A falência da Enron parece ter assinalado o fim de um dos mais longos ciclos de crescimento da economia norte-americana e mundial. A empresa foi emblemática: uma hidra de duas cabeças, a primeira representando o básico do básico da velha economia commodities ligadas à gestão dos ativos reais de concessionárias de gás natural e a segunda, a face mais volátil da nova economia uma trading de opções e derivativos nos campos da energia, clima e banda larga da internet.
O mundo de negócios foi surpreendido com o destino da empresa, até então considerada uma vedete e caso de sucesso. Gurus da administração (incluindo Gary Hamel) não cessavam de apontar suas virtudes como modelo de negócios da nova economia. A Harvard Business School chegou a produzir estudos de caso sobre a empresa. Cortejada pela imprensa especializada, a Enron acabou sendo escolhida pela Fortune, por seis anos seguidos, como a empresa mais inovadora dos Estados Unidos.

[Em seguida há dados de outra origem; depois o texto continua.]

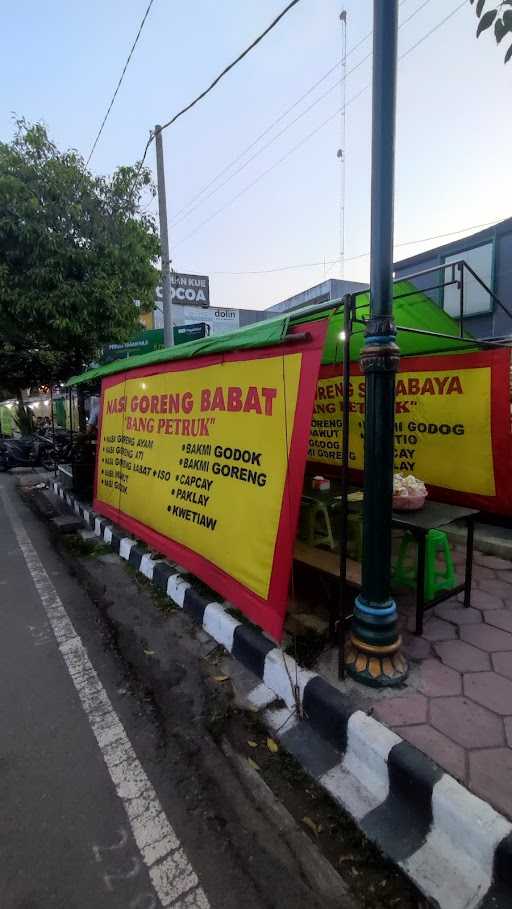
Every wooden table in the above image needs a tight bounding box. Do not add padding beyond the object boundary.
[392,499,478,634]
[294,490,478,635]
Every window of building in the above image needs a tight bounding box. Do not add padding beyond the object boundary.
[443,240,494,319]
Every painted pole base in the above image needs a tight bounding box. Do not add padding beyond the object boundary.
[345,643,409,688]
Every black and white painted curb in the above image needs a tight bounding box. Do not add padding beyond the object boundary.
[51,482,512,909]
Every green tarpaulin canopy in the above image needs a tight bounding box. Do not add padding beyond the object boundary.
[67,281,475,386]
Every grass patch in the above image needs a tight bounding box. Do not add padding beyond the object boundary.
[62,534,112,559]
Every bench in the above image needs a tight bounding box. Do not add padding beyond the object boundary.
[293,540,361,587]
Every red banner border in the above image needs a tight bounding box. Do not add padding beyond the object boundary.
[93,319,327,641]
[309,348,512,515]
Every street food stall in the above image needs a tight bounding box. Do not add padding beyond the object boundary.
[69,266,512,664]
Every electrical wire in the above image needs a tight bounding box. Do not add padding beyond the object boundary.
[156,0,300,131]
[203,218,504,277]
[171,48,372,227]
[86,0,154,167]
[129,0,300,195]
[170,0,431,227]
[170,30,374,219]
[174,0,466,248]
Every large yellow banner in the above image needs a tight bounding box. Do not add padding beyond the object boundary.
[96,353,302,599]
[308,355,496,497]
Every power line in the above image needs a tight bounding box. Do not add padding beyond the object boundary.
[171,49,374,227]
[157,0,299,131]
[170,28,374,218]
[210,218,504,277]
[129,0,299,193]
[171,0,431,227]
[86,0,154,166]
[174,85,368,248]
[174,0,466,248]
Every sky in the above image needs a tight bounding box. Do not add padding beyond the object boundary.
[0,0,512,309]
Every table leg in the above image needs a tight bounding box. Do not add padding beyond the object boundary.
[464,517,475,609]
[415,533,426,634]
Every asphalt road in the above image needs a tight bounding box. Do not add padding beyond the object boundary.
[0,475,348,909]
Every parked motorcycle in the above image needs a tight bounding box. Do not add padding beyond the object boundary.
[0,435,54,471]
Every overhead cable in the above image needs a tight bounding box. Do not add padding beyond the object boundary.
[86,0,154,166]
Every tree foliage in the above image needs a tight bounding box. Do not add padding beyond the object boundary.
[470,0,512,63]
[0,120,159,388]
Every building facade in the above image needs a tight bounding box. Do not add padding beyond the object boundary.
[265,278,368,316]
[395,218,512,340]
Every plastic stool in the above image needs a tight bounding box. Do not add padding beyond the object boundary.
[299,496,335,549]
[393,530,457,602]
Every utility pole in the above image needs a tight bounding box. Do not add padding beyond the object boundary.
[338,9,347,279]
[155,125,174,347]
[347,0,408,687]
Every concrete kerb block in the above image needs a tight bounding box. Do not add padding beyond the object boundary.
[263,647,317,707]
[400,774,512,909]
[119,537,135,561]
[43,484,512,909]
[139,552,160,581]
[203,603,241,653]
[319,710,402,821]
[167,574,191,609]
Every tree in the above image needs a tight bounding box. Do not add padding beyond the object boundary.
[0,120,159,395]
[470,0,512,63]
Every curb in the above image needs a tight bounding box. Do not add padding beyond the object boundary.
[50,481,512,909]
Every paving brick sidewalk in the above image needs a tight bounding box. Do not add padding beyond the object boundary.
[374,547,512,818]
[318,547,512,819]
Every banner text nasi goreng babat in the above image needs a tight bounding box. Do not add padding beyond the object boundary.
[94,323,325,638]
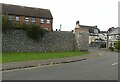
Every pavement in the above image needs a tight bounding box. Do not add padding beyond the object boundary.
[2,49,119,82]
[2,50,99,71]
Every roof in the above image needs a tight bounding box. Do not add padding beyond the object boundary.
[79,25,100,33]
[108,27,120,35]
[99,31,107,33]
[2,4,53,19]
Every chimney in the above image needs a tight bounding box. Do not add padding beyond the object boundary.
[76,21,79,28]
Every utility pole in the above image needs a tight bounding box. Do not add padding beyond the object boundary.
[60,24,62,31]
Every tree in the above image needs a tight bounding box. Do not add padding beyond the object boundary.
[2,15,13,29]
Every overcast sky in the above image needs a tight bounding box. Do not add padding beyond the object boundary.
[0,0,119,31]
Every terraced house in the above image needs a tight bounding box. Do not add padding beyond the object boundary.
[2,4,53,31]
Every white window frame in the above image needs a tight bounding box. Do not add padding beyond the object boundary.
[40,19,45,23]
[25,17,30,22]
[46,19,50,24]
[32,18,36,23]
[8,15,13,20]
[15,16,20,21]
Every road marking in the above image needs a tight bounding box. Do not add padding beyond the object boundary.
[112,63,118,65]
[99,53,102,56]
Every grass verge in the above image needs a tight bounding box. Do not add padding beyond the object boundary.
[2,51,89,63]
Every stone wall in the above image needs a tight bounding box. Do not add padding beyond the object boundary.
[75,32,89,51]
[2,30,75,52]
[2,30,88,52]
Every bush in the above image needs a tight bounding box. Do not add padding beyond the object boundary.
[109,47,114,51]
[2,15,14,29]
[27,24,48,42]
[115,41,120,50]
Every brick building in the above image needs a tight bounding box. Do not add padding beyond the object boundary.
[75,21,100,46]
[2,4,53,31]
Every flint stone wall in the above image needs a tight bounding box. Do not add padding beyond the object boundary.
[2,30,88,52]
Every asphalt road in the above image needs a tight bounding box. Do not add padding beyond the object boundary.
[2,50,118,80]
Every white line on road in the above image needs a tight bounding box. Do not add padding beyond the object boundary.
[112,63,118,65]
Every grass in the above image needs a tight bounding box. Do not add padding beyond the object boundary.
[2,51,89,63]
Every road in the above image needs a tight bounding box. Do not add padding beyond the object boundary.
[2,49,118,80]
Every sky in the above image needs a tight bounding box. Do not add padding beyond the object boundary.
[0,0,119,31]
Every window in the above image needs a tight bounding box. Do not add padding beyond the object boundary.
[43,27,49,30]
[8,16,12,20]
[40,19,44,23]
[32,18,36,22]
[25,17,29,22]
[46,20,50,24]
[15,16,20,21]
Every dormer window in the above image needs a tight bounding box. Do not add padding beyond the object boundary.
[40,19,44,23]
[15,16,20,21]
[8,16,13,20]
[32,18,36,23]
[46,20,50,24]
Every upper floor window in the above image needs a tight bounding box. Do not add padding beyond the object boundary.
[40,19,44,23]
[46,20,50,24]
[15,16,20,21]
[25,17,29,22]
[8,16,13,20]
[32,18,36,22]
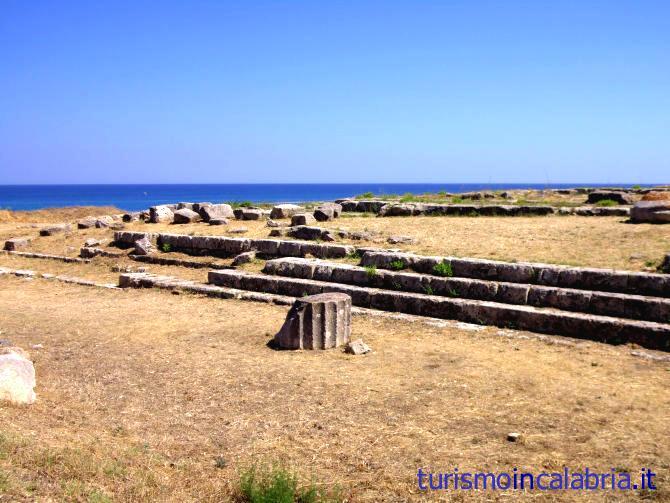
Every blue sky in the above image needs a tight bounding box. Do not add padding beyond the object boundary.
[0,0,670,184]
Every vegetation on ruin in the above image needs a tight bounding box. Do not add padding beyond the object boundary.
[433,260,454,277]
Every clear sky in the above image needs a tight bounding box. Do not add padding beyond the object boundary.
[0,0,670,184]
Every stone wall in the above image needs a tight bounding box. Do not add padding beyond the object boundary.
[361,250,670,297]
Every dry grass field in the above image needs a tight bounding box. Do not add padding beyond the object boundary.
[0,209,670,502]
[0,277,670,501]
[0,208,670,270]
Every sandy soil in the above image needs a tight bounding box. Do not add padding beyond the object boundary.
[0,277,670,501]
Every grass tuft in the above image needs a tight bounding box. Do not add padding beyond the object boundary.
[433,260,454,278]
[236,465,342,503]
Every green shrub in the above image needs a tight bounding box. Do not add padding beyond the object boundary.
[433,260,454,277]
[236,465,342,503]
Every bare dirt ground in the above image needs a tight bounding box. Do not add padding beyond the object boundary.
[0,209,670,502]
[0,277,670,501]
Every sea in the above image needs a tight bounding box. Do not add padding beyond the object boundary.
[0,183,652,211]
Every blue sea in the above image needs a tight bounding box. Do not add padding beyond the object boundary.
[0,183,652,211]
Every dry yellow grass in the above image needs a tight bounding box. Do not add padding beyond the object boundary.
[0,206,123,223]
[0,277,670,501]
[0,208,670,270]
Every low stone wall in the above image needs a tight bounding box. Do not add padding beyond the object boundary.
[0,250,90,264]
[378,203,556,217]
[263,258,670,323]
[128,255,231,269]
[209,270,670,351]
[335,199,393,213]
[119,273,295,306]
[361,250,670,297]
[113,231,158,248]
[336,199,630,217]
[158,234,355,258]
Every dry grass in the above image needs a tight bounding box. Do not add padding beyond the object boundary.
[0,277,670,501]
[0,204,670,270]
[0,206,123,223]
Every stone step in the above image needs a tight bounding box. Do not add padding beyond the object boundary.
[209,270,670,351]
[263,258,670,323]
[360,252,670,297]
[114,232,355,258]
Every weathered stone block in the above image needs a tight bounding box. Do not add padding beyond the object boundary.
[270,204,305,220]
[275,293,351,349]
[149,205,174,224]
[40,224,72,236]
[291,213,316,227]
[5,238,30,251]
[173,208,202,224]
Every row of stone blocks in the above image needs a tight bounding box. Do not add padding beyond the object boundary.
[359,252,670,297]
[209,270,670,351]
[263,258,670,323]
[119,270,295,306]
[114,231,355,258]
[119,273,351,349]
[335,199,556,217]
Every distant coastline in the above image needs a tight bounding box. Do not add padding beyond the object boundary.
[0,183,660,211]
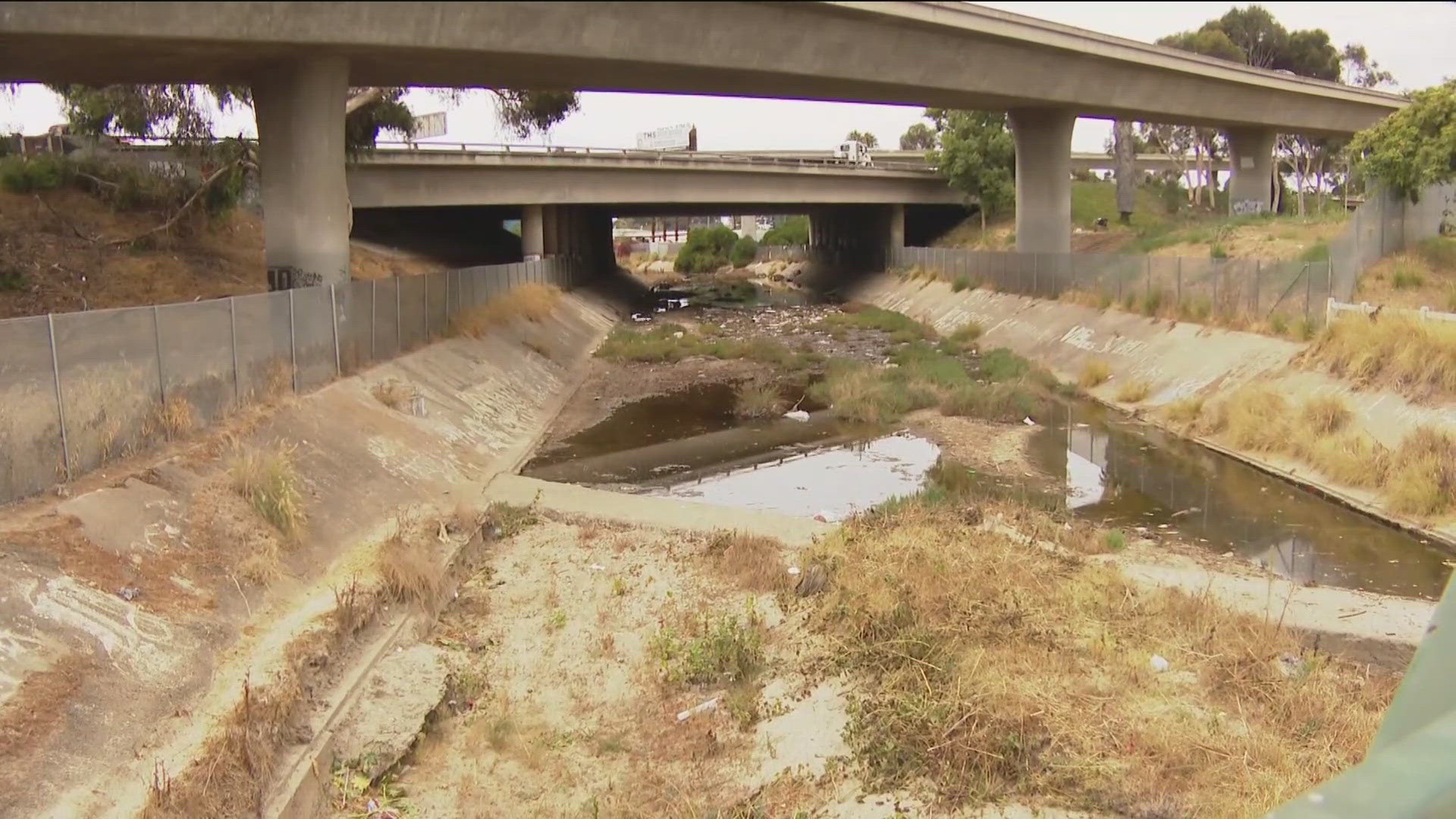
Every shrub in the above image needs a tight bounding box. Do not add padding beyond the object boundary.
[728,236,758,267]
[1304,431,1391,488]
[228,444,304,539]
[649,615,763,685]
[1304,316,1456,397]
[760,215,810,245]
[734,381,783,419]
[1301,395,1350,436]
[1386,425,1456,516]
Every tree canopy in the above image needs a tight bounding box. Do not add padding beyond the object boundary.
[900,122,935,150]
[48,84,579,152]
[926,108,1016,228]
[1350,80,1456,202]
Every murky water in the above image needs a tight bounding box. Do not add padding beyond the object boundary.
[1031,403,1451,598]
[649,433,940,520]
[524,384,1451,598]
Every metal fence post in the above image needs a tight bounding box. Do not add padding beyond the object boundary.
[228,296,243,406]
[46,313,71,481]
[152,305,172,440]
[288,287,299,395]
[329,284,344,378]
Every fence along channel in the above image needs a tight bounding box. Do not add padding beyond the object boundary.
[0,256,582,503]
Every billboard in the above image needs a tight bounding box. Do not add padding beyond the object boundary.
[638,122,698,150]
[413,111,446,140]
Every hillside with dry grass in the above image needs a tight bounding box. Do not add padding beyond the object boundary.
[0,164,441,318]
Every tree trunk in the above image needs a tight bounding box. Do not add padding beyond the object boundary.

Os resultados nefastos de sua falência ainda estão sendo digeridos. Além das perdas impostas aos acionistas, empregados e parceiros do negócio, instituições foram abaladas e pelo menos uma empresa, a Andersen, foi definitivamente tragada como resultado do imbróglio.
Certamente o caso Enron ficará para sempre como um dos marcos da história dos negócios e servirá como aprendizado para o aperfeiçoamento das regras do jogo e a regulamentação dos mercados. Mas partindo do pressuposto de que os dirigentes e gerentes da empresa não tinham a intenção de levá-la à situação atual, que lições podemos tirar do episódio?
1. A razão da existência de uma empresa é o cliente, não o modelo de negócios.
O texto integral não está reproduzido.